Richard McKinney, CIO for the Transportation Department, told a Washington, D.C., audience Wednesday he’s already invoked FITARA to temporarily halt IT acquisitions in a manner he’d previously been unable to.

McKinney, speaking at an event hosted by Nextgov, said he put a moratorium on new IT acquisitions for 120 days until the agency has a chance to “get our arms around” its existing IT investments. The traditional model that had become standard practice at DOT was for program managers to “need X, buy X and have X show up at the door where I have to care and feed X,” McKinney said.

That model wasn’t working, but FITARA gave him the means to change it.

“One of the things I lack as DOT CIO is I don’t have an ‘as-is’ blueprint,” he said. “What do we have, where is it, how is it secured, who is attending to it? I thought it wise not to make it more difficult by continuing to buy stuff.”

Another added benefit, he said, has been increased communication between offices.

“FITARA brought my office and the [office of the chief financial officer] much closer together,” McKinney said. “We’re communicating constantly back and forth.”  

Margie Graves, deputy chief information officer at the Department of Homeland Security, said FITARA has “strengthened, codified and expanded” existing agency processes. 

CIOs, then, remain an integral position within the agency and its subcomponents – the buck stops with them – but their insights are elevated to the highest levels of the organization.

“It is not just about the CIO; it is about the ability to effect change and bring subject matter expertise of CIOs into the equation,” Graves said. “How can we enable the mission space and spend our dollar more efficiently? FITARA encourages what I’d consider to be a uniform approach to how you manage the organization.”

Graves added that FITARA has helped highlight the need for different strategies within DHS. Waterfall software program approaches that “did work in the past don’t fit with what we’re trying to do in the future,” she said.

Yet, Paul Tibbits, deputy CIO for architecture, strategy and design at the Department of Veterans Affairs, was quick to dispel the myth that empowered CIOs are a silver bullet to all that ails federal IT. Even as agencies have received the first of what will become biannual FITARA implementation score cards and some have submitted their plans for public consumption, it’s going to be a while before FITARA’s full ramifications can be acted upon, he said.

Thanks to 2006 legislation, the VA CIO had greater authority years before FITARA provided the same for other agencies, Tibbits said. 

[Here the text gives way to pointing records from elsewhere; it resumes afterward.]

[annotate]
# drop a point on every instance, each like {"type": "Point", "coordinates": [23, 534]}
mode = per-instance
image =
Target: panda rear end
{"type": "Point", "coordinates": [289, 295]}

“Even full empowerment of the CIO is not enough; it still leaves you with enormous cultural problems underneath,” Tibbits said. “It’s a major learning curve. They say, ‘Be careful what you wish for because you just might get it.’ Well, we got it.”

Tibbits said full CIO authority was a “big lightning rod” in the organization, which employs some 300,000 people, including 8,000 who work under the CIO. Centralizing the entire IT staff under a single authority amounted to a "civil war" in the early days of the transition, he said. 

“There is no doubt who is accountable for IT at VA,” Tibbits said. “That said, there is no magic switch or silver bullet on knowledge, skills and abilities in the organization. Culture change does not, did not, and cannot happen overnight.”

Legacy technology remains a burden for most federal agencies – U.S. CIO Tony Scott recently called it a governmentwide “crisis” – and FITARA certainly isn’t going to instantaneously revamp systems decades old in some cases.

Even as of today, Tibbits said VA is unable to identify all its critical points of failure. 

“We don’t know that,” he continued. “And the reason we don’t know that is we’re still operating a lot of the legacy stuff we inherited in 2006. That doesn’t evaporate overnight just because of FITARA or empowering the CIO.”